Obviously, “Hispanic” is a somewhat arbitrary and socially constructed category. But the fact remains that it, not the Mexican-American subcategory, is the main focus of most relevant affirmative action programs. Mexican-Americans are far from the only group that is considered “Hispanic” as that term is used in both ordinary speech and law school admissions policies. And under either the compensatory justice or diversity rationales for AA, it is difficult to see why Mexican-Americans deserve greater consideration than other Hispanic groups.
UPDATE: In this January 2008 post, co-blogger David Bernstein cited LSAC data showing that matriculation by non-Mexican-American Hispanics went up substantially between 1992 and 2005. Unfortunately, that data no longer seems to be available at the LSAC website.
UPDATE #2: In the comments and in a recent post, David points out that Mexican-American matriculation numbers seem to be decreasing in large part because fewer are applying than back in 1993. That may well be so. However, the two theories are not mutually exclusive. Applications may have decreased in part because, at the margin, Mexican-American applicants face increasing competition from other Hispanic groups for affirmative action admission slots. As David points out, Mexican-American applicants may also have been disproportionately impacted by the end of admissions preferences in California state universities, a state where they constitute a particularly high percentage of the Hispanic population. The main point, however, is that it is misleading to consider Mexican-American admissions numbers in isolation from those of Hispanics as a whole.
UPDATE #3: Another relevant factor is that the SALT study nowhere explains the definition of “Mexican-American” they have been using. Presumably, it is based on the definition used in data from the Law School Admissions Council, which in turn relies on self-identification by law school applicants. It is entirely possible that, since 1993, more Mexican-Americans applicants have been self-identifying as generic “Hispanic/Latino” rather than “Mexican-American/Chicano” both of which appear to be options available on LSAC forms, judging by the data compiled on the LSAC website.

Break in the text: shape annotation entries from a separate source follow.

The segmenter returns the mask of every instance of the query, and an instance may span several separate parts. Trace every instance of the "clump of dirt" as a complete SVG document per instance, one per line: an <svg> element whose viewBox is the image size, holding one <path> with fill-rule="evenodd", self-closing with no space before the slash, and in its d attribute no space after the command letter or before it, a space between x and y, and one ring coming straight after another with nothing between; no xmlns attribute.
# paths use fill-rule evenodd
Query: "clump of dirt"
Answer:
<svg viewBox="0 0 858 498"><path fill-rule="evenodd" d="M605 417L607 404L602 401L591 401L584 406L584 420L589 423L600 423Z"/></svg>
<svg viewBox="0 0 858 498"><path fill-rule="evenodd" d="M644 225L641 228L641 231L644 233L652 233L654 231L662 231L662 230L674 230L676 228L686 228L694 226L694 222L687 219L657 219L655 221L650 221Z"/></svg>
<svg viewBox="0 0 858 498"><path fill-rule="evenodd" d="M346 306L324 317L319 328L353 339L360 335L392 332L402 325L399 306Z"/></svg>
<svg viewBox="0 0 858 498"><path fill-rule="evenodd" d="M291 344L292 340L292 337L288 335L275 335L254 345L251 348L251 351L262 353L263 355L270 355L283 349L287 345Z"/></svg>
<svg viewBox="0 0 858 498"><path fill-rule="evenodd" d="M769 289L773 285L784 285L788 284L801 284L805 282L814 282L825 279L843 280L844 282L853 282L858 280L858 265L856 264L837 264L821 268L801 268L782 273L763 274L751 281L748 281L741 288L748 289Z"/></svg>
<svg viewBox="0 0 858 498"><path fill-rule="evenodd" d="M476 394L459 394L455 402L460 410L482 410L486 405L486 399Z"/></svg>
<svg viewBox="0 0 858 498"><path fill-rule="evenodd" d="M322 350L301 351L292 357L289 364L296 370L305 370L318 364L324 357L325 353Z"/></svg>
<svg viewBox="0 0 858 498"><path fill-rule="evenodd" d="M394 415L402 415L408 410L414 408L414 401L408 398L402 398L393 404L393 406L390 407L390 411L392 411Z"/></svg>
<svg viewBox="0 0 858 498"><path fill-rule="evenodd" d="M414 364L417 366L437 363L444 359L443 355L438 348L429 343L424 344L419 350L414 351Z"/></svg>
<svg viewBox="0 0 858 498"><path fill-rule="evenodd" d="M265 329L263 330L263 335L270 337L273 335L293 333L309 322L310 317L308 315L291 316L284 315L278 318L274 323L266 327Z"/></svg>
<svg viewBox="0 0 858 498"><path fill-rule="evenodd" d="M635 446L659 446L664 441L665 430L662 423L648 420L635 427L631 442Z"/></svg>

UPDATE #4: For some reasons, all links to the LSAC site go back to their main website, and I cannot figure out how to link to particular subpages. All I can do is point readers to their main site, which is here. The specific numbers I have been citing can be found by clicking the “data” icon on their front page, and going to “Matriculants by Ethnicity” from there (in the case of the first set of numbers I discuss), and “Ethnic/Gender Volume Summary” for the second. Sorry for the confusion, but I think it’s a problem with the LSAC website.